REPUBLIKA.CO.ID, BANDUNG -- Saat curah hujan tinggi, masyarakat Jabar harus waspada. Pusat Vulkanologi Mitigasi Bencana dan Geologi (PVMBG) mencatat, hampir seperempat wilayah di Jabar masuk dalam zona kerentanan gerakan tanah tinggi. Sebaiknya, zona ini dihindari sebagai lokasi pemukiman atau bangunan vital dan strategis.
"Sekitar 25 persen tergolong zona kerentanan gerakan tanah yang tingg, khususnya di wilayah Jabar Selatan," ujar Penyelidik Gerakan Tanah PVMBG, Yunara Dasa Triana, Senin (25/3).
Menurut Yunara, pada 2013 tercatat sebanyak 18 kejadian pergerakan tanah terjadi di Jabar. Kejadian pergerakan tanah terseber, di 19 lokasi berbeda. Dari peristiwa itu, sebanyak 13 orang meninggal dunia dan 10 orang menderita luka-luka. "Jumlah tersebut belum ditambah jumlah korban peristiwa di Cililin," katanya.

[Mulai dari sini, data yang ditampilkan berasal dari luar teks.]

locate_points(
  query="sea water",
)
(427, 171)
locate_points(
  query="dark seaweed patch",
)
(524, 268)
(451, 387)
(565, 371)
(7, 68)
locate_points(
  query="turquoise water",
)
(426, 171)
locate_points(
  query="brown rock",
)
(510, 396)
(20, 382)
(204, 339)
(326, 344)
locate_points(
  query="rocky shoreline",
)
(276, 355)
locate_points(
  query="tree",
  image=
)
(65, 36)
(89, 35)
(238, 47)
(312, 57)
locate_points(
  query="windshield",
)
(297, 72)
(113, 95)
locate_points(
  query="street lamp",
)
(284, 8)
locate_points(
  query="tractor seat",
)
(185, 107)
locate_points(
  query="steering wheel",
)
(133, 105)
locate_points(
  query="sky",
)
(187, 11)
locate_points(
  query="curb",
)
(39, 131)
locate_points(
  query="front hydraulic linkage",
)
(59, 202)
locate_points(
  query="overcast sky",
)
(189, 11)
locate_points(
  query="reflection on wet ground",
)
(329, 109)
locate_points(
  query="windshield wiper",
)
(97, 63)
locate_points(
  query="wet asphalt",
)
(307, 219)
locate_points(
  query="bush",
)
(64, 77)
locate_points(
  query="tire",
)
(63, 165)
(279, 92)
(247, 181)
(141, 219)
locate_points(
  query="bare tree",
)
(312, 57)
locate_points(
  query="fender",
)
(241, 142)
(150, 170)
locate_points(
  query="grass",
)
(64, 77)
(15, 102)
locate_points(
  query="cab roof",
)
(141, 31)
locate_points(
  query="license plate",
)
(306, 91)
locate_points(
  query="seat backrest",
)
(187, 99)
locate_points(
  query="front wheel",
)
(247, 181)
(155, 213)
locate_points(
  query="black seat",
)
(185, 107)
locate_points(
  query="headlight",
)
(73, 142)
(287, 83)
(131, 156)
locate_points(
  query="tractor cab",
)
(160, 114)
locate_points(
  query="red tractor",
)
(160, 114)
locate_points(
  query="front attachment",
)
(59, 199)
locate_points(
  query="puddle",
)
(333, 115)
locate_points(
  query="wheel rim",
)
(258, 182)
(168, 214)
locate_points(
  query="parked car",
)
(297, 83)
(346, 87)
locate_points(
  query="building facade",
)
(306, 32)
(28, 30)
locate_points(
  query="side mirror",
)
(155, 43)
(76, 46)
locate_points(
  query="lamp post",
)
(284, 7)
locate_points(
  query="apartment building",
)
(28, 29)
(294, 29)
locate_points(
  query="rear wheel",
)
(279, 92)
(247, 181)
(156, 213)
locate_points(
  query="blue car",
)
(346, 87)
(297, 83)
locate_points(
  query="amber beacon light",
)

Yunara mengatakan, pihaknya tidak merasa aneh ketika longsor terjadi di Kabupaten Bandung Barat. Karena, kabupaten baru ini memiliki sebagian besar wilayah yang tergolong rentan pergerakan tanah. Terhitung 2001-2011, sebanyak 10 kejadian dengan lokasi berbeda terjadi di Kecamatan Cililin, Kabupaten Bandung Barat.

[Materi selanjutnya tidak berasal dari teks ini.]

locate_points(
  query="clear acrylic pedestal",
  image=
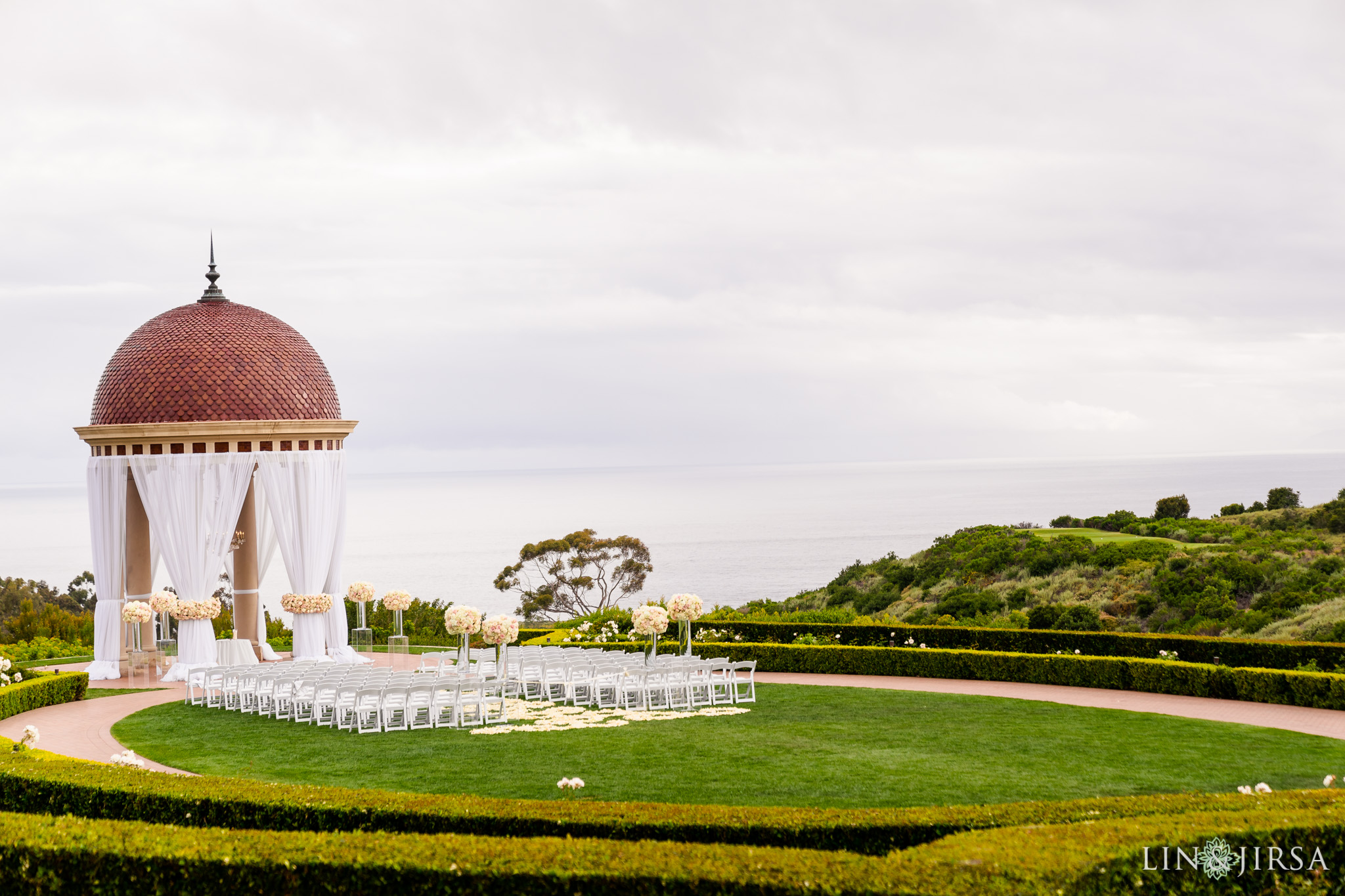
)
(142, 668)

Peristiwa yang cukup besar terjadi pada 2004 di Kidang Pananjung yang menelan 15 orang tewas dan 15 orang lainnya luka-luka. "Selain longsor, wilayah KBB juga juga rawan banjir bandang seperti di wilayah Parongpong, Cisaruan, dan Lembang," katanya. Yunara menduga, longsor yang terjadi di Cililin, KBB, disebabkan hujan deras. Cililin memiliki kondisi morfologis yang terjal serta banyak tebing. Karena itu, dia memprediksi longsor susulan bisa terjadi.